In the U.S., Sharpton and Kucinich must shout to even broach these subjects. Kucinich is labeled a kook when he argues for "health care for people, not for profit" -- although this is the premise on which all the other wealthy societies begin their discussions of health matters. Rev. Sharpton's platform calls for a constitutional amendment guaranteeing quality health care as a right, and seeks universal, single-payer coverage in the interim. "I would rather have no bill and fight for something real," he said.
The mind-shrinking corporate media snicker and sneer, focusing instead on the other candidates' partial schemes based on the concept of "affordability" -- barbaric constructions in which the lives of fellow citizens are endlessly devalued. (Candidate Carol Moseley-Braun favors single-payer national health care, but reveals her barbaric side in other matters -- casting doubt on the moral grounding of all her positions, as becomes clear, below.)
The "top tier" is oblivious to the obscenity of their Social Security retirement age debate. Former Vermont Governor Howard Dean is in trouble for having once suggested that the age be raised to 70, to ensure the continued "solvency" of the system. However, Dean's sin is worse than the rest of the media-favored pack only in degree -- they all discuss Social Security retirement in insurance company actuarial terms, morbid calculations that fail entirely to address the basic questions: why are people expected to work hard for much of their lives, and what is the value of life after one's time in the workforce is over? These are the logical, natural and civilized questions with which societies grapple once there is enough wealth to provide acceptable standards of food, clothing, education and shelter for all. It is at this point that human populations can envision the larger possibilities of existence, as individuals, as nations, and as a species.

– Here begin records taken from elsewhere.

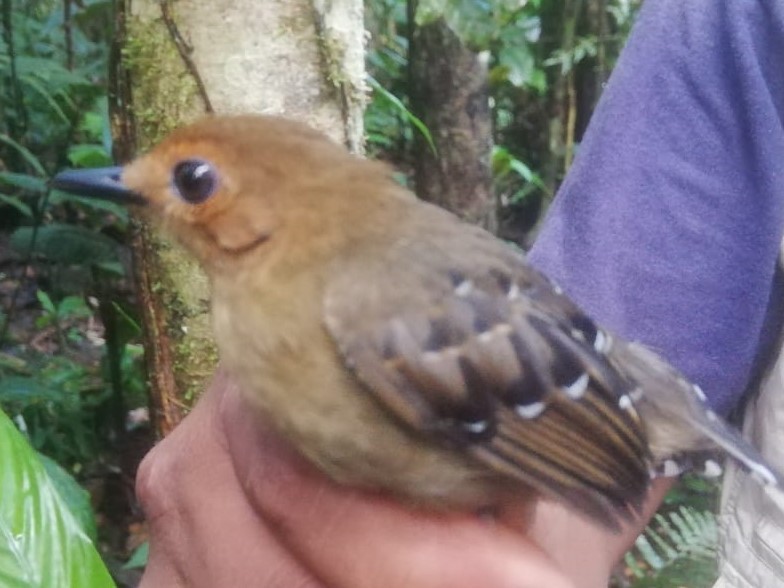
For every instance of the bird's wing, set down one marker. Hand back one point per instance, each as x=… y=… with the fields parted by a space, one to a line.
x=486 y=354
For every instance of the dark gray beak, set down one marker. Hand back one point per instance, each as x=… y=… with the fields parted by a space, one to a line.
x=102 y=182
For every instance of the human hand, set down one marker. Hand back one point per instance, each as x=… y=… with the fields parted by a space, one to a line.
x=230 y=505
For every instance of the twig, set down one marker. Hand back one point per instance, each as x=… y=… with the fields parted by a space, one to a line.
x=185 y=51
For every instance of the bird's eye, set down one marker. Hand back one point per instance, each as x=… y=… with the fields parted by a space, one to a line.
x=195 y=180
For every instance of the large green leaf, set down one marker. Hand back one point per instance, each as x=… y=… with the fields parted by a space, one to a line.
x=41 y=543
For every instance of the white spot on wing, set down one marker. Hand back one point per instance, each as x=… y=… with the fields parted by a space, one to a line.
x=699 y=393
x=763 y=474
x=476 y=427
x=603 y=342
x=625 y=402
x=577 y=388
x=530 y=411
x=464 y=288
x=712 y=469
x=486 y=336
x=671 y=468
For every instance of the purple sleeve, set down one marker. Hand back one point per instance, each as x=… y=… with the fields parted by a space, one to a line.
x=669 y=225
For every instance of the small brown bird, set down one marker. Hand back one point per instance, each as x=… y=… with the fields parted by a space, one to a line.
x=401 y=349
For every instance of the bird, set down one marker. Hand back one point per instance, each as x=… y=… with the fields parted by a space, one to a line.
x=402 y=350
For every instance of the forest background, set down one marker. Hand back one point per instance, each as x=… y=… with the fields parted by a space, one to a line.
x=490 y=94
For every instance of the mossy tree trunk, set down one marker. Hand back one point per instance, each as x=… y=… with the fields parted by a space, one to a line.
x=449 y=93
x=176 y=61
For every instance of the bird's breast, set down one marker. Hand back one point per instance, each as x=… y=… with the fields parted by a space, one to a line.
x=290 y=370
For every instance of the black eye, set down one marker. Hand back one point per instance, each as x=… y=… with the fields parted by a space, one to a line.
x=195 y=180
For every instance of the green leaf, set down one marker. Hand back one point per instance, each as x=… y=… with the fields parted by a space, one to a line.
x=41 y=542
x=395 y=101
x=23 y=181
x=24 y=390
x=75 y=497
x=28 y=156
x=88 y=156
x=139 y=557
x=96 y=204
x=46 y=302
x=72 y=307
x=66 y=244
x=18 y=204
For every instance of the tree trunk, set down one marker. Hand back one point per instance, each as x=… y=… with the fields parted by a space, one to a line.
x=176 y=61
x=448 y=90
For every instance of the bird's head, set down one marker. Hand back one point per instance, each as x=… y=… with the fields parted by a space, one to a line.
x=228 y=186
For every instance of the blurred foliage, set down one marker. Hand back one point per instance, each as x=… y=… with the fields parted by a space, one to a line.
x=64 y=373
x=70 y=361
x=547 y=61
x=46 y=522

Western Europeans treat time not spent on the job very seriously -- and have arranged a social contract that finds many of them in the Caribbean for long stretches of the summer. They debate ways to implement national goals for progressively shorter work weeks and earlier retirement ages, so that the collective nation can enjoy its wealth and become -- more interesting! The United States is even richer than Western Europe, but the debate over Social Security is confined to formulas that leave concentrated wealth untouched. In this sense, U.S. Social security is not a "national" program at all, since the futures of citizens who have outlived their usefulness to employers is not financed as if it were a key component of the common, national mission. Longer life spans, the greatest benefit that society can convey to its members -- and the reason humans band together to create societies -- becomes a "problem," or so it is treated by the leading voices of the two American mass political parties.